MB: This offense is tailored to the style of the quarterback that is in there. I have different assets than the other quarterbacks, and there isn't anything I can do to change that. There are certain things they do with me to attack a defense versus a guy like Mike or Taylor. I've been working on my speed a whole lot to be explosive. Watching the film on guys at Pittsburgh and Tulsa, those guys aren't pocket passers because we do a lot of sprint outs and bootouts, but they are guys who make quick decisions, don't take sacks and never turn over the football. Those three things are huge in this offense. Being able to pull the ball and run in this offense is respecting the quarterback as a runner. Having six men with five linemen and a running back, or a seven men attack in the box. With the reps I had in spring ball, and the reps in fall camp, I'm getting more confident every day in running the football. But what separates me is not turning the ball over, quick decisions. I feel like one of my advantages over the other quarterbacks is my tempo. It's a high tempo offense, I'm a high tempo guy. We get that ball, hit a 50-yard post, and he gets tackled, I'm getting to that ball and we're snapping it in 15 seconds. We're going to run inside zone and run it right down your throat. Coach Norvell wants us to be a reflection of him on the field. There's going to be times I don't need to look at the sidelines, I know what he's going to say. We're going to get the ball snapped, Cameron Marshall is going to run over a mike linebacker.

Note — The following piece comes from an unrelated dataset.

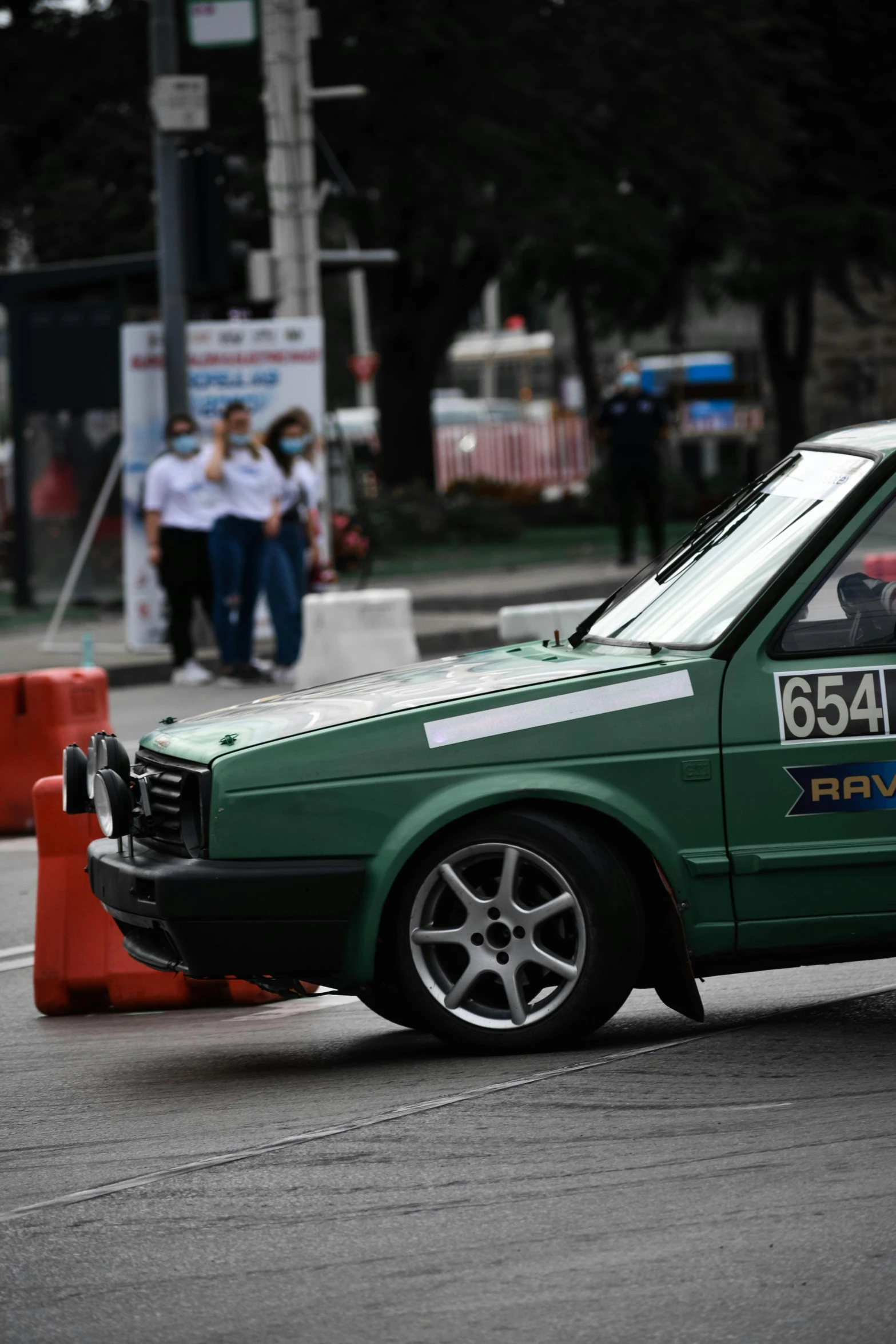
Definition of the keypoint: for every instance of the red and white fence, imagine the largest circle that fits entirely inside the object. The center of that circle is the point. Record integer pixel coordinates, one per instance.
(524, 452)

Reader question: Do you have any concerns about the blazing pace of the offense being sustainable all season long?
MB: Not at all. All of our coaches are very high tempo guys, they talk a mile a minute. That's how I am. I've had them tell me to slow down, so that's my style of play. Being able to make those quick decision on those run/pass plays, whether to throw it out quick to Jamal or hand it to Cam, that's where our offense is going to start. We got three or four downs to get 10 yards, and I'm going to do that as fast as I can to get there. It's so simple how they are teaching this to us. I think that tempo will be no problem, because those guys up front have been working their tails off, and we've never been so prepared along the offensive line.

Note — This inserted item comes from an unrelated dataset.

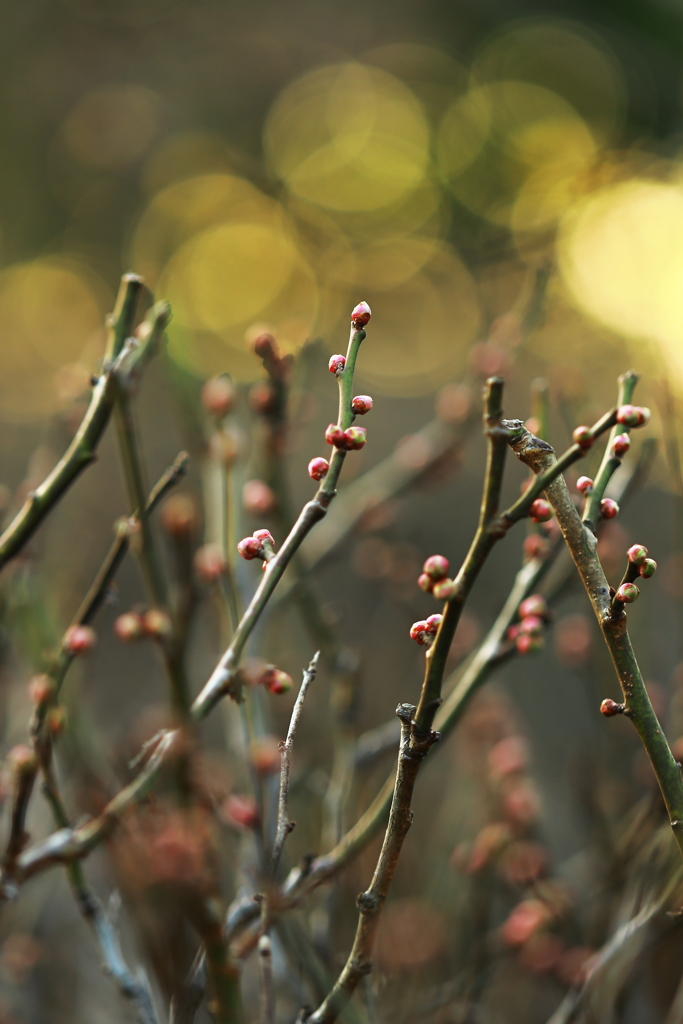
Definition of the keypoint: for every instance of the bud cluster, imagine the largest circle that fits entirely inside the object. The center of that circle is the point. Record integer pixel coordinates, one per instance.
(351, 439)
(261, 545)
(527, 633)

Reader question: Can you give us an example play call for a run and pass play?
MB: As the fans will see during the games, we have a "color board". We have a board up there that goes from one to nine and one to nine on each side. That color board determines whether the board is live or the signaler is live. When we call in plays from the sideline, we can have a play called "12" and we'll run play 12, or "78" and we'll run 78. But you don't know if it's the signaler or the board. That's how we've gotten our tempo so much faster. The wide receiver 50 yards across the field can look and see we have "12" on, and boom, we run the play. People will try to figure out what those plays are. We also have inside zone plays that we call "inside zone". It's going to be funny for the fans, because everyone is going to be looking at that board to think they know what's going on.